Vous avez dit aphorisme ?

« L’aphorisme, lorsqu’il est bon, c’est un mot heureux, c’est une vérité ironique, c’est un concentré de philosophie, c’est une flèche qui frappe dans le mille, c’est l’intelligence qui cherche une issue et qui la trouve, c’est de l’humour raffiné, c’est un énorme détail, c’est la drôlerie du bref, c’est de l’éthique subtile, c’est la légèreté de la grammaire, c’est du cynisme surplombant, c’est un vers irréfutable, c’est un fragment lucide, c’est l’élégance de la syntaxe, c’est un tour archaïque et moderne à la fois, c’est tout le contraire d’un pavé, c’est une blague sublime, c’est un conte synthétique, c’est de l’esprit scientifique, c’est une pointe mémorable, c’est un jeu de mots révélateur, c’est un paradoxe inquiétant, c’est une autobiographie d’une ligne, c’est une définition inoubliable, c’est de la sagesse lapidaire, c’est de la joie instantanée, c’est un spectacle subversif, c’est la nostalgie du latin, l’aphorisme, lorsqu’il est bon, c’est l’érotisme de l’intelligence. » (Ramón Eder)

Source : Ce 33ème fragment provient « des quelques 60 fragments et aphorismes issus du recueil Ironías, publié en 2016 par Renacimiento, dans la collection « A la Mínima.
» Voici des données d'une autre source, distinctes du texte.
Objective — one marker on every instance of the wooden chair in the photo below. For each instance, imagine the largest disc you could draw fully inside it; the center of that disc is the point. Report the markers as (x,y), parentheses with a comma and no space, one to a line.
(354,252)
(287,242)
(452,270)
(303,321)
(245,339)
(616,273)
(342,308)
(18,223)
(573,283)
Ramón Eder »; l’auteur est l’un des plus grands faiseurs d’aphorismes de notre époque. Méconnu en France, il propose un travail humble et ironique de fragmentation langagière du réel et de réflexion sur l’essence du bref contenue dans la formule aphoristique. » (Carole Fillière, Université Toulouse Jean Jaurès, Maîtresse de conférences : Aphorismes, Sélection et traduction de « métaphorismes » de Ramón Eder, in La main de Thôt – n° 06)
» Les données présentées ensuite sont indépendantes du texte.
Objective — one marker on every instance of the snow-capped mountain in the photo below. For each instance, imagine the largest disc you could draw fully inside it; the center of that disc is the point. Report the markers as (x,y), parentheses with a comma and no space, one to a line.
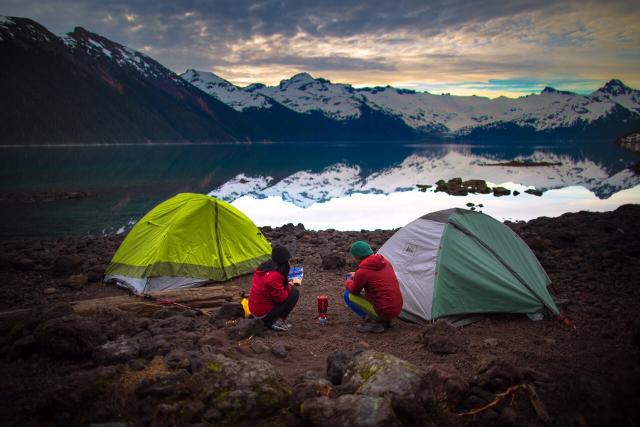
(426,112)
(304,188)
(84,88)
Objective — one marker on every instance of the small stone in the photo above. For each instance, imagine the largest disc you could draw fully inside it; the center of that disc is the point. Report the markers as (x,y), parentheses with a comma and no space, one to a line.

Les aphorismes de Bernard Barraud (dit Bernard B)

Un défroqué a toujours un peu mal au culte.

Aujourd’hui je décide que sont ouvertes la chasse aux idées et la pêche à la ligne : les mots n’ont qu’à se tenir à carreau !

Georges Perec aurait pu tirer la chasse d’O mais il a préféré casser des E.
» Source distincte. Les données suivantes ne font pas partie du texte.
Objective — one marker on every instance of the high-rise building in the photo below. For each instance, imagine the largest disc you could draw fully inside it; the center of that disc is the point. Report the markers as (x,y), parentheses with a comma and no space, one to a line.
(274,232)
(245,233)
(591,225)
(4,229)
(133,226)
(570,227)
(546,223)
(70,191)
Votre politique de la chaise vide, je m’assois dessus !

Nyctalope : insulte à la nuit.

Les bienheureux, les malheureux et entre les deux les à moitié heureux.

On ne dit pas indifférence mais une différence.

Ma ligne de vie : tantôt une ligne de l’être, tantôt une ligne de maux.

Plus il y a d’éléments de langage moins il y a de langage.

Il suffit d’entendre le mot f’âme pour se convaincre que l’âme y résonne (raisonne) pleinement, contrairement à ce que pourraient dire les z’ommes cons-plotistes.

Combattre le poison des incertitudes avec un antidoute.

Si vous pensez avoir été empoisonnés par un mariage d’argent alors prenez un anti-dot.

Le dérèglement climatique se règle toujours en espèces.

Chaque matin devant mon miroir je me demande combien d’humains vivent sous le seuil de beauté.

La raison a ses failles que Pascal Lafaille ignore.

Dans le train-train de la vie quotidienne on n’a qu’un billet aller-aller.

Je me demande comment l’argent sale peut ne pas avoir d’odeur.

Supprimer l’impôt sur la fortune est une faute de coût.

J’ai enfin trouvé la clef de l’énigme mais ça fait un moment qu’on est passé au digicode.

La clef de l’énigme, oui mais pour quelle porte ?

Les illuminations divines seront chassées par le dieu de la sobriété énergétique.